Friday, December 6, 2013

Shell Abruptly Drops Louisiana GTL Plant

Royal Dutch Shell abruptly announced yesterday that it is ceasing plans to develop a $20 billion gas-to-liquids plant in Ascension Parish, Louisiana.  The move comes as something of a surprise given that the company made a splashy announcement that it had selected the Ascension site a couple of months ago.

Early reports suggest that Shell didn't feel the project was economically feasible because of the relationship between the price of natural gas and oil, which must be fairly significant (~16x) to justify the high cost of the GTL process.  Perhaps Shell sees the writing on the wall with the prospect of additional oil supply in the world market.  Oil production is up in the U.S., and with tensions thawing in Iran, the Persian Gulf might be a bigger player in the world market.  With consumption declining, or at least plateauing, the prospects for ever-higher oil prices are limited at this point.

Another thought:  perhaps this is part of a larger strategic effort by Shell to pull back from situations where it was a late comer and is playing catch-up rather than being a leader in the field.

Remember a couple of recent Shell capitulations:  first, the decision not to build its proposed ethylene plant in Pennsylvania to take advantage of gas coming from the Marcellus Shale, and second, its decision to sell its assets in the Eagle Ford Shale.  (Let's not even talk about drilling in the Arctic.)  In both cases, Shell realized that it was out of position, to borrow a basketball metaphor.  In Pennsylvania it was easier to pipe gas to the Gulf Coast to existing infrastructure than it was to build it new in the Northeast.  In west Texas, Shell arrived late to the game and lacked prime assets.  Additionally, as we have seen in the Haynesville Shale, Shell is not a leader in shale gas E&P.

With the Louisiana GTL plant, Shell was importing technology that works great in Qatar (but under an entirely different set of economic conditions) to try to take advantage of Haynesville Shale gas.  But the GTL process is very expensive, and economic risk when you look at the spread between oil and gas prices is too volatile to justify an investment of tens of billions of dollars.

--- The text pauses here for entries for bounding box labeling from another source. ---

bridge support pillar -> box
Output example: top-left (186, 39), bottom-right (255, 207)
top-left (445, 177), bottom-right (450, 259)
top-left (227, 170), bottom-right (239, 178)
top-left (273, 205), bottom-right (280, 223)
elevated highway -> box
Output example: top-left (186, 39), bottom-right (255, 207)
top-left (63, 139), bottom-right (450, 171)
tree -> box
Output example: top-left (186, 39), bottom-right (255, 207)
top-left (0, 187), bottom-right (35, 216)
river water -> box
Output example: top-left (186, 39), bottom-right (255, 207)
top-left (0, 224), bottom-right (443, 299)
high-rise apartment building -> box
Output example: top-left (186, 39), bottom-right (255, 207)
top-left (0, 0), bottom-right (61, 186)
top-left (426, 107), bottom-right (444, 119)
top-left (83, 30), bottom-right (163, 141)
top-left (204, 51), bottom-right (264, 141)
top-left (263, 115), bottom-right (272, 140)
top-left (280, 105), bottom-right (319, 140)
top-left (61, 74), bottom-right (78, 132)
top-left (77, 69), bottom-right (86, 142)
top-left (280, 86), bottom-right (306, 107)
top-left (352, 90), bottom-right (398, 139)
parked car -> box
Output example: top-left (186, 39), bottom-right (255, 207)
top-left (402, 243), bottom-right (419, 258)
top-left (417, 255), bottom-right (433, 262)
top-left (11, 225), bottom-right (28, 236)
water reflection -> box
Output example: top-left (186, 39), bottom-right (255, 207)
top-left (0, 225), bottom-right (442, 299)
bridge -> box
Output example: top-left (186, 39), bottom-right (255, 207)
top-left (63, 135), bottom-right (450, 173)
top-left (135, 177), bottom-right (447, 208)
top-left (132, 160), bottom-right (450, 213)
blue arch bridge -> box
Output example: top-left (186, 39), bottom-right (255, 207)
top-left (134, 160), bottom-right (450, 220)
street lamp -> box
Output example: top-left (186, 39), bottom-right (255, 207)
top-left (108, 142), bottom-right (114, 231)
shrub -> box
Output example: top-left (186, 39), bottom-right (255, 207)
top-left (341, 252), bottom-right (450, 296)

Don't cry for Shell, though.  Expect the company to keep pulling back to nurse its wounds for a year or two before coming back strong on a few new big projects, either internationally or in the Gulf of Mexico, where its expertise and financial muscle are not commodity items.

1 comment:

Anonymous said...

Robert--excellent analysis of the situation. Sounds like Shell is getting a little gun shy.